Spatial resolution of color information (chroma) relative to brightness data (luma) — 4:4:4 is full, 4:2:2 or 4:2:0 means subsampling. DCI and broadcast use different standards.
The human eye perceives color information less sharply than brightness information — this is the principle exploited by chromatic resolution. Instead of storing the red, green, and blue channels with identical spatial resolution, the color resolution is deliberately reduced. The notation 4:4:4 means: full resolution for luma and both chroma channels. 4:2:2 halves the horizontal color resolution, 4:2:0 reduces it horizontally and vertically — a standard that is dominant in broadcast, DCI, and many production workflows.
In practice, this directly impacts data volume and processing speed. A 4K recording in 4:4:4 requires about three times more storage space than 4:2:0 — often a knockout criterion for long shooting days on set. Therefore, most productions end up in 4:2:0, either as 8-bit or 10-bit encoding. For color-heavy grading, especially with primary colors or extremely saturated looks, you'll notice a significant difference in the smoothness of color gradients — 4:2:2 is the compromise between quality and workflow practicality. DCI projection often follows a different standard than streaming or broadcast; here, early clarification with post-production and delivery specialists is worthwhile.

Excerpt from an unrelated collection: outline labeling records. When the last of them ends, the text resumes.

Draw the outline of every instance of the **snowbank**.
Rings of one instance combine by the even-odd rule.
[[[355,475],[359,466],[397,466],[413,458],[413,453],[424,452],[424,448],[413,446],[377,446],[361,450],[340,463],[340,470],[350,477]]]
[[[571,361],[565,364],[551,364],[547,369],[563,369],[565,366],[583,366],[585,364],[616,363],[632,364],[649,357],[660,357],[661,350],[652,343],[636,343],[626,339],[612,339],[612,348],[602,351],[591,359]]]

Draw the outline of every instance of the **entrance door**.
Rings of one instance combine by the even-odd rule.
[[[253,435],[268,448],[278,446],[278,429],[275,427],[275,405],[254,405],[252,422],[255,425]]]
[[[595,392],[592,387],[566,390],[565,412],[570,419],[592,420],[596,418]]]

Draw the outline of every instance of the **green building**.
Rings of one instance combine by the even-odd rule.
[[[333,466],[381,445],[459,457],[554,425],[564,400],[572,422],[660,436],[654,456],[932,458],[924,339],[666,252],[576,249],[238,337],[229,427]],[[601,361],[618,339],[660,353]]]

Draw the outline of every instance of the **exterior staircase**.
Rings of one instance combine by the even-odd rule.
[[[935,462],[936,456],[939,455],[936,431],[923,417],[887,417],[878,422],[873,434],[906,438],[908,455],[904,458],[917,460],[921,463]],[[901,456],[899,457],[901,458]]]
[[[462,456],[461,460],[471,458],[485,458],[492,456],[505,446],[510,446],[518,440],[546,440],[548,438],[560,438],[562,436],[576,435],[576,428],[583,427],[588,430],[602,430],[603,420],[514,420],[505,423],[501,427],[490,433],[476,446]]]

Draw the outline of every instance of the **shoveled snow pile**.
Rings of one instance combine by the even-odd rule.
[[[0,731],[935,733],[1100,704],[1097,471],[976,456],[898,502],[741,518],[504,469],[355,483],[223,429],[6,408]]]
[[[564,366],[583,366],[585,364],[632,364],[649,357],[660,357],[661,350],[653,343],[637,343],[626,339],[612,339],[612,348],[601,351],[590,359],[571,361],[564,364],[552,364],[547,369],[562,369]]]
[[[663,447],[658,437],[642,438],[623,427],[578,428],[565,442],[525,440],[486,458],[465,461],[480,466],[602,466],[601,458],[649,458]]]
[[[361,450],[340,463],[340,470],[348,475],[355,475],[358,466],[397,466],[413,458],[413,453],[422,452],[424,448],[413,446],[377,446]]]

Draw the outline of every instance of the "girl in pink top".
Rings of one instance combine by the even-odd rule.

On set itself, your choice of camera and recording format is crucial. Some digital cameras offer you the option to choose between 4:2:0 and 4:2:2 — there you can opt for higher resolution if storage and data rate are not an issue. During color correction in the edit, this subsampling has an effect when you apply aggressive curves to individual color ranges or work with masks; less chroma information means less freedom of movement and a higher risk of artifacts. The workflow advice from years of practice: clarify the chromatic resolution not only in the edit, but together with your DIT and Colorist in the pre-production meeting.